Derived from explanations kindly provided by Stefano Sabatini and others:
https://ffmpeg.org/pipermail/ffmpeg-devel/2024-April/325903.html
---
 doc/context.md | 439 +++++++++++++++++++++++++++++++++++++++++++++++++
 1 file changed, 439 insertions(+)
 create mode 100644 doc/context.md

diff --git a/doc/context.md b/doc/context.md
new file mode 100644
index 0000000000..21469a6e58
--- /dev/null
+++ b/doc/context.md
@@ -0,0 +1,439 @@
+ at page Context Introduction to contexts
+
+ at tableofcontents
+
+“Context” is a name for a widely-used programming idiom.
+This document explains the general idiom and some conventions used by FFmpeg.
+
+This document uses object-oriented analogies for readers familiar with
+[object-oriented programming](https://en.wikipedia.org/wiki/Object-oriented_programming).

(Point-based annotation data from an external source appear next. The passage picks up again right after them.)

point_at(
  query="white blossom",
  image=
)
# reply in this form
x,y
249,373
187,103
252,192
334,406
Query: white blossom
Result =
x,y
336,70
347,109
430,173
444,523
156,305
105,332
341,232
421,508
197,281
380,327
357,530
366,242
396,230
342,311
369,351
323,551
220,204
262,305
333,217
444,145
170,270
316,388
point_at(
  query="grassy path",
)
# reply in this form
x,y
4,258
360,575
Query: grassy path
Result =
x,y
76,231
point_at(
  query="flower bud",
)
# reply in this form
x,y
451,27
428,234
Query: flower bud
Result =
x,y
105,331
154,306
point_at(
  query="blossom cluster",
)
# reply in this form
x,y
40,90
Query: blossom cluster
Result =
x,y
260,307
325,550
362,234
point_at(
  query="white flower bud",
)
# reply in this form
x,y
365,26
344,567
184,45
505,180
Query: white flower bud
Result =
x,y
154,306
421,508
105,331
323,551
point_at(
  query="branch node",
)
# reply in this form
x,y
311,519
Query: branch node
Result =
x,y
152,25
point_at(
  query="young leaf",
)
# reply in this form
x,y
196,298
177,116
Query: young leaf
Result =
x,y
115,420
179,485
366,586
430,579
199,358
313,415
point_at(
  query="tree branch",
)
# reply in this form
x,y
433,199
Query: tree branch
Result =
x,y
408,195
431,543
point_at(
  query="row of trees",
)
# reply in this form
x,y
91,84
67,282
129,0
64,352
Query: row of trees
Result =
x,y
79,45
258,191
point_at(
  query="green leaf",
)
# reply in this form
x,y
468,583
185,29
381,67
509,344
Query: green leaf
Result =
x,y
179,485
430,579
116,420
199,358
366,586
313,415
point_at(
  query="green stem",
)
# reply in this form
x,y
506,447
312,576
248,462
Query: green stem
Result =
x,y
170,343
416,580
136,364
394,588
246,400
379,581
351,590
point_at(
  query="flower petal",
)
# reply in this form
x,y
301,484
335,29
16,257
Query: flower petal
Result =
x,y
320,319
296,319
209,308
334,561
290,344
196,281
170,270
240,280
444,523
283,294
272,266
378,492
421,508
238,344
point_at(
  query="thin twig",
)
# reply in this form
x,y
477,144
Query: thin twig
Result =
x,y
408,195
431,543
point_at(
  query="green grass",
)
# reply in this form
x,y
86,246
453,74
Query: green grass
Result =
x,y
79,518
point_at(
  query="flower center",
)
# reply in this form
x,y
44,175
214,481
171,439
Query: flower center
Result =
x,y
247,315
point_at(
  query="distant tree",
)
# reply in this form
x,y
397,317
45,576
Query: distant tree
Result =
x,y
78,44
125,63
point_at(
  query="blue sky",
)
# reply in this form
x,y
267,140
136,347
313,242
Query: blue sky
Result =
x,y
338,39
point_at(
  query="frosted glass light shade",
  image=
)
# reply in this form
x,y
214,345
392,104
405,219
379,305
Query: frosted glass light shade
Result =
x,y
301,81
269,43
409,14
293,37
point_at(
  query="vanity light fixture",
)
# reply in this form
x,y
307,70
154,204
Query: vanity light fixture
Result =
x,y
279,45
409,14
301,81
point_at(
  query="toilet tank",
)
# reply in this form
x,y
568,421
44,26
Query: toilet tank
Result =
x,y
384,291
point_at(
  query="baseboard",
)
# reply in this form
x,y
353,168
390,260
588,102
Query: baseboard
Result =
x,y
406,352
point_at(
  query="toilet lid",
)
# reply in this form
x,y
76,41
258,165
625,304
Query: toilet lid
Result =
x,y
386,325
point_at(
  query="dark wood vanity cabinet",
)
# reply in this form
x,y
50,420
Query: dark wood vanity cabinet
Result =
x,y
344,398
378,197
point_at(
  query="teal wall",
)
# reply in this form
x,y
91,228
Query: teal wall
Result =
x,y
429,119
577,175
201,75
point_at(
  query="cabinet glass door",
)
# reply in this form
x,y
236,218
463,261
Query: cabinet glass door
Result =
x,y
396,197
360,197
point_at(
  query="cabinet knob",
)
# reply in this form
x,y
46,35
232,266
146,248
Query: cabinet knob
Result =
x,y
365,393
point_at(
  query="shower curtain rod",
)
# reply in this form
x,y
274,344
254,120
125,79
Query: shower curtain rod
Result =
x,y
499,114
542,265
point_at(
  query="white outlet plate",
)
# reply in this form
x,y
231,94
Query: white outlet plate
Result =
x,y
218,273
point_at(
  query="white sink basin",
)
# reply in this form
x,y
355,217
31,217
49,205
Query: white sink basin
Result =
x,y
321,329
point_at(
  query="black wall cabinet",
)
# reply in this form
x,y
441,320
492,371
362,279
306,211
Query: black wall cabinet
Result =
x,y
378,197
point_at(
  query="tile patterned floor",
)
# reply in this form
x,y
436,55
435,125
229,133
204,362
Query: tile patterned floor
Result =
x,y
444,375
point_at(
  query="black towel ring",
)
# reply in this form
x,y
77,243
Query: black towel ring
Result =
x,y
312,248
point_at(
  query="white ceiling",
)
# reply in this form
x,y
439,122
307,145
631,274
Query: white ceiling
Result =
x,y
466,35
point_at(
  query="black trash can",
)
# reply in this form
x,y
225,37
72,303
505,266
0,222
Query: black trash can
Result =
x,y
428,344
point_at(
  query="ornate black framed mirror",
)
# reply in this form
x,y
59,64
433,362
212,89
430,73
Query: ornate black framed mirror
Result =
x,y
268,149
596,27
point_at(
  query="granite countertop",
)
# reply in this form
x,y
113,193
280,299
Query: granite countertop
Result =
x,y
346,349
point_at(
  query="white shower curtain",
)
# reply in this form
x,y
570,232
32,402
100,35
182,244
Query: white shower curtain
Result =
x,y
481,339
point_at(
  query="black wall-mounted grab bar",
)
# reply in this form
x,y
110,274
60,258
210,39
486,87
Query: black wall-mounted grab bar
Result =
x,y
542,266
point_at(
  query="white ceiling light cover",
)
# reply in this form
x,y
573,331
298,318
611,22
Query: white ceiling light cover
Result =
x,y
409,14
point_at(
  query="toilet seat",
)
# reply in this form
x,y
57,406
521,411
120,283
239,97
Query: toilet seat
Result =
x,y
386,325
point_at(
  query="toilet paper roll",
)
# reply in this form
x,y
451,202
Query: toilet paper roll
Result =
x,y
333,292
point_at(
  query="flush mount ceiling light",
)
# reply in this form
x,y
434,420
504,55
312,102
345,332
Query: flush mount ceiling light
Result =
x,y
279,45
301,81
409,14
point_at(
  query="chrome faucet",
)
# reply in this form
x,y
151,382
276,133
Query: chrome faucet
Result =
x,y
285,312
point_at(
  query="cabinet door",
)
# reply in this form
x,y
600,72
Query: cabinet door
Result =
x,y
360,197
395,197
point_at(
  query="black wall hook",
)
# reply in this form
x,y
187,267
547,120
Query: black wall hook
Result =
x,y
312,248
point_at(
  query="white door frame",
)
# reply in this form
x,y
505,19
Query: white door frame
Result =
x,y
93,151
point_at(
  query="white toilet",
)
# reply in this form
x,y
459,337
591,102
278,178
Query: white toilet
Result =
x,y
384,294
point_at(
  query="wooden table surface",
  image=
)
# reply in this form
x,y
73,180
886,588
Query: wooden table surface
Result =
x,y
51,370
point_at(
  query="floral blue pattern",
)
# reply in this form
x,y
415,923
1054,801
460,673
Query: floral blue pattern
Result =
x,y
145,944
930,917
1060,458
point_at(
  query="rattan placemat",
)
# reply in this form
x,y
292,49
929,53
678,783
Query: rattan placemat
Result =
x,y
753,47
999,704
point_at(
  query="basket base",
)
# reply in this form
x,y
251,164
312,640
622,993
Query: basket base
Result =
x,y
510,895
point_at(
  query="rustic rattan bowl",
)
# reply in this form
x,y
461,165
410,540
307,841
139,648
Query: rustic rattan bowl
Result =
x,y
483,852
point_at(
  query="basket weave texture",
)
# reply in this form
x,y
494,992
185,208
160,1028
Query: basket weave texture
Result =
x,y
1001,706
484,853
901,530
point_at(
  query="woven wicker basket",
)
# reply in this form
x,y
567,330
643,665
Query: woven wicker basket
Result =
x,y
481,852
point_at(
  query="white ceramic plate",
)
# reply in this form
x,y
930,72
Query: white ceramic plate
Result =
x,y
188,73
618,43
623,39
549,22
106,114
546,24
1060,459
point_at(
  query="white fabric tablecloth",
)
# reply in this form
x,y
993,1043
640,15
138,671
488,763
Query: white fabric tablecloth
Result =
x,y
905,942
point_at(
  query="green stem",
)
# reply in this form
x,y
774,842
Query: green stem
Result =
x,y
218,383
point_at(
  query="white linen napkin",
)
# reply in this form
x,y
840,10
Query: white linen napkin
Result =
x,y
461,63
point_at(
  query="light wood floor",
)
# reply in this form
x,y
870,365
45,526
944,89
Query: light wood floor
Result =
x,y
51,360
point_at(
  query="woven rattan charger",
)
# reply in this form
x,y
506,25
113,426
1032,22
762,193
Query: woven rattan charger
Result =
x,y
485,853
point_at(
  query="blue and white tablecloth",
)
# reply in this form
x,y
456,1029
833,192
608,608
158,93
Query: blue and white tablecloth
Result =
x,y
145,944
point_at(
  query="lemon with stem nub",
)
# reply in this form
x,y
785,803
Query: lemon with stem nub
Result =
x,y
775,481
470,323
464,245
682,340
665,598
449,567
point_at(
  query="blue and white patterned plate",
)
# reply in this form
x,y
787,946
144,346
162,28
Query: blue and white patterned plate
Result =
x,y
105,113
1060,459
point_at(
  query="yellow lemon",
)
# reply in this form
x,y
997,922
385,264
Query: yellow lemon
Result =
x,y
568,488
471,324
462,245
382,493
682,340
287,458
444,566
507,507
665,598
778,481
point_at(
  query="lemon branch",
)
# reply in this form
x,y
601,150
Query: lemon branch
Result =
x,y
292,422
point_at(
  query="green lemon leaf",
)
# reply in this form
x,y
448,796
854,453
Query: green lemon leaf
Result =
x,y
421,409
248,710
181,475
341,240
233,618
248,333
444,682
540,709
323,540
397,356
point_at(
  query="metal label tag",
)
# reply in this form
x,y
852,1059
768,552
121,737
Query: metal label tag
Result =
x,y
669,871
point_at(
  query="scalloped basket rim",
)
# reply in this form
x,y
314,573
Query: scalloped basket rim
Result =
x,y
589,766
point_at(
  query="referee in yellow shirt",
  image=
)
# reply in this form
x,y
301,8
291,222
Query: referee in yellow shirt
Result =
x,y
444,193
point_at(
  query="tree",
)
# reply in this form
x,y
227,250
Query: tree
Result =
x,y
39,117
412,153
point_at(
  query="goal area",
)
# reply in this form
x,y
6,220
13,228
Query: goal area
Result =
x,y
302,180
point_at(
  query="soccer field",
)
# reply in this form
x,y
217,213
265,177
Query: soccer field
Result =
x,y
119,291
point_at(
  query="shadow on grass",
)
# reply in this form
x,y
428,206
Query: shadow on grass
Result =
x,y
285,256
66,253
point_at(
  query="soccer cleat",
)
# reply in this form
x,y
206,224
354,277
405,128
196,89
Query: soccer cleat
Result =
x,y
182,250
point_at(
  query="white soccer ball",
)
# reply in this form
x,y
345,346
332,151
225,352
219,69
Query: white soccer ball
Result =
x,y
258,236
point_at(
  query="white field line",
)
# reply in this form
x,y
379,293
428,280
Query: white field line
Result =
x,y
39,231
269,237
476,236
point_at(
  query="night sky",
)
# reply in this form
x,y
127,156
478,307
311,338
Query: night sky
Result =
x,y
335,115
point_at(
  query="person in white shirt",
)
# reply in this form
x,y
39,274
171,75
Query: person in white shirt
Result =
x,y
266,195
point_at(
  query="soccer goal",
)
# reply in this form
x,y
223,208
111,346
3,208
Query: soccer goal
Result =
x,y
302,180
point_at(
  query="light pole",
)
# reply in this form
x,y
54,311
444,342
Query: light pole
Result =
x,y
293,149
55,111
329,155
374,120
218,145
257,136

+But contexts can also be used outside of OOP, and even in situations where OOP
+isn't helpful.  So these analogies should only be used as a rough guide.
+
+ at section Context_general “Context” as a general concept
+
+Many projects use some kind of “context” idiom.  You can safely skip this
+section if you have used contexts in another project.  You might also prefer to
+read @ref Context_comparison before continuing with the rest of the document.
+
+ at subsection Context_think “Context” as a way to think about code
+
+A context is any data structure that is passed to several functions
+(or several instances of the same function) that all operate on the same entity.
+For example, [object-oriented programming](https://en.wikipedia.org/wiki/Object-oriented_programming)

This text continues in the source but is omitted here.